One week ago, Broadway.com released a character study video of Laura Michelle Kelly discussing her role as Sylvia Llewelyn Davies in the hit musical “Finding Neverland”. As she prepares for performances, she thinks, “Maybe one person out of 1,500 people might really need the show. I like to think about the one person.”
Two weeks ago, on the eve of winter storm Jonas, I saw “Finding Neverland” and immediately fell in love.
The musical is captivating thanks to its underlying themes; from “Believe” to “Neverland,” “Play” and “We’re All Made of Stars,” “Finding Neverland” is filled with inspirational lyrics that reassure and motivate those confused or lost in life. The show perfectly represented my position as a college student not knowing what to do with her life despite being on the verge of graduation. Scared of turning into a robotic drone who forgets how to have fun and begins to replaces her jeans with business slacks, watching J.M. Barrie’s transformation made me realize it’s possible to find peace and inspiration despite not knowing what to do – and have a fun time figuring it out.
“Just imagination / and creative speculation / Our life’s calling / Was never meant to be boring”, one of the last lines of “Believe”, reassures the future college graduate that life doesn’t turn drab and grey after leaving school. New and exciting adventures, as well as the opportunity to learn, are always available. People constantly grow if given the room to do so and commit to their dreams.
Act two’s “Play” further attests to this with Charles Frohman’s “You got lost somewhere along the way / You’ve forgotten how to play, every single day”. This simple line – and song as a whole – serves as a reminder to have fun. Children’s awe and wonder about everything stems from their unceasing curiosity and undying imagination. Aging doesn’t kill the fun part of life; people merely tend to focus solely on responsibilities and forget to enjoy creation. Adults can learn from children – their joy and sense of excitement about simple things helps one find peace in tough circumstances.

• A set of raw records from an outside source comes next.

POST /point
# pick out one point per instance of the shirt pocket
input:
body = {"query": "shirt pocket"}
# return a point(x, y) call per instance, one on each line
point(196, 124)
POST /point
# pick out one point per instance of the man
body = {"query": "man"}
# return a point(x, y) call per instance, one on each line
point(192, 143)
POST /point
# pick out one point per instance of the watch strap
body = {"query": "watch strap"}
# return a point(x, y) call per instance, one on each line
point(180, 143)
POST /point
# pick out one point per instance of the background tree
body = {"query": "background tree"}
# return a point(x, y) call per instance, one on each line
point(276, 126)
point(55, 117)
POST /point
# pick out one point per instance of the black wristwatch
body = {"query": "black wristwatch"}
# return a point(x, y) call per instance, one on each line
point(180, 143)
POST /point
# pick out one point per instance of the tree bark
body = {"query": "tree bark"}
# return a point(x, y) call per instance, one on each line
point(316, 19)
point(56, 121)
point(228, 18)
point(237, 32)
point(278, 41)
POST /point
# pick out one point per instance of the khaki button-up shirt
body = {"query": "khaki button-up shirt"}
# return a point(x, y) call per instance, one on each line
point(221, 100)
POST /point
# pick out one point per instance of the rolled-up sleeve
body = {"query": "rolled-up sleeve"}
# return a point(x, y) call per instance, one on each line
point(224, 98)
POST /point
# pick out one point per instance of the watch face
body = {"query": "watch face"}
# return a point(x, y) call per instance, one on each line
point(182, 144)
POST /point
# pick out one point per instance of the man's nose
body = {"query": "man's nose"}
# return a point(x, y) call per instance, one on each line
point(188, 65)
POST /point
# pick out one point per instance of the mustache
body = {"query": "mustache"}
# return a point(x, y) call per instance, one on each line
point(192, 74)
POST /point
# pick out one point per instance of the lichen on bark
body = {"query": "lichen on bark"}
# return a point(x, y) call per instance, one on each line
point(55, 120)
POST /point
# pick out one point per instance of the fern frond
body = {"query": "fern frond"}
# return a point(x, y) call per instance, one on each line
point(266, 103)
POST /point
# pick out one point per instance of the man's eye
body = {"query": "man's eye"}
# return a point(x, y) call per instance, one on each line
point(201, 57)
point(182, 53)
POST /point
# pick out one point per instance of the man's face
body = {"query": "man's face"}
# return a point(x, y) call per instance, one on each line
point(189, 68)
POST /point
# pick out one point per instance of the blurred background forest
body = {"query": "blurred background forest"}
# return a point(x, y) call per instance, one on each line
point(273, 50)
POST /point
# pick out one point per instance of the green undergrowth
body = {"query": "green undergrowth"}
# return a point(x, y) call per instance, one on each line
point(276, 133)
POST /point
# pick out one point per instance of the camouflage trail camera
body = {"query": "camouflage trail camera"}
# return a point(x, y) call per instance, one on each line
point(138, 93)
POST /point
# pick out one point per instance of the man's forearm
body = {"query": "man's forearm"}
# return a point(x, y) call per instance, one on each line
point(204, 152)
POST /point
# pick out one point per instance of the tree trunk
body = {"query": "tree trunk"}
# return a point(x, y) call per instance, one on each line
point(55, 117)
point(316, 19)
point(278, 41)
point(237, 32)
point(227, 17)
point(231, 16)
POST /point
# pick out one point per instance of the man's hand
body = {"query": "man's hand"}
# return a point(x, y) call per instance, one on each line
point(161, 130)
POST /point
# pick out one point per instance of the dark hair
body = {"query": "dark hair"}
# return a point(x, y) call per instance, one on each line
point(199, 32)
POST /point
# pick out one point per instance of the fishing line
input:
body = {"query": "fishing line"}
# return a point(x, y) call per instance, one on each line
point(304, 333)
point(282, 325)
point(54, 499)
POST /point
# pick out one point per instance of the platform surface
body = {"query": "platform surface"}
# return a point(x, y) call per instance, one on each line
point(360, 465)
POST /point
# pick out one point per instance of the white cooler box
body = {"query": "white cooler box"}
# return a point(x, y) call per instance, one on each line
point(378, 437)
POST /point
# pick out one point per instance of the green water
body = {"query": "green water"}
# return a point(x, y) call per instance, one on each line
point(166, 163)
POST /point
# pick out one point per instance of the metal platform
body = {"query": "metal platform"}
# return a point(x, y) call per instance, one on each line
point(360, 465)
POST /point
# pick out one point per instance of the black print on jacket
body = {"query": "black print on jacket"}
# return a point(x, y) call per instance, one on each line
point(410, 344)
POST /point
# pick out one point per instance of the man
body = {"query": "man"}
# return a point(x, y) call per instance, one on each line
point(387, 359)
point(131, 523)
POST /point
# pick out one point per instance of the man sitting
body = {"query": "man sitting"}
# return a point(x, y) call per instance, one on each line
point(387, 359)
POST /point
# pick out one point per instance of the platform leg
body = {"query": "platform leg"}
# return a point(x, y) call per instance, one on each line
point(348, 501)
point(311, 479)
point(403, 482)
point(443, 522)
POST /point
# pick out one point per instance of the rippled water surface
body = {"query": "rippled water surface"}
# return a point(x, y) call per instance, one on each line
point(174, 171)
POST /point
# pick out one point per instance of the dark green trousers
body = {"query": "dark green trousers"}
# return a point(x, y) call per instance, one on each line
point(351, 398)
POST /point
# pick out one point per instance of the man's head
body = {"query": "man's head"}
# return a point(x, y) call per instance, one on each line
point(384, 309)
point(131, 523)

“You can be anything you wanna be / You can go anywhere you wanna see / A little hard work and you can do it / Faith will get you through it / So many possibilities” is George Llewelyn Davies’ motivational opening in “We’re All Made of Stars”. My life is plagued with the question “What are you doing after you graduate?” and people seem to be disappointed when I nervously say I have no idea. This song is perfect for those times – it reminds you everything will work out. The opportunity to enjoy life is the biggest payoff for any hard work.
Despite the brightness of the show, it doesn’t cease to hit the harder topics. In “Neverland” Barrie sings, “Whenever I was frightened / If I ever felt alone / I turned to the night sky / And the star I called my own / Somewhere I can run to / Just across the milky way”. Life is hard. Everyone goes through struggles of varying magnitudes and sometimes it feels like things won’t get better. “Neverland” is about finding peace amidst these problems. There is always an escape, even if it comes in your imagination. Put together with the message of “We’re All Made of Stars”, “Neverland” serves as an optimistic reminder that believing in oneself, keeping your head up and embodying peace during troubles will open doors.
“Finding Neverland” demonstrates that growing up does not mean forgetting the definition of joy in place of maturity and being professional – it means learning how to combine the two and not take yourself too seriously.
The production is a feel-good, inspirational musical that still touches on real issues in a meaningful manner. Whether you’re a writer caught in the motions like Barrie, a soon-to-be college graduate, or somewhere in between, Neverland is there to welcome and inspire you.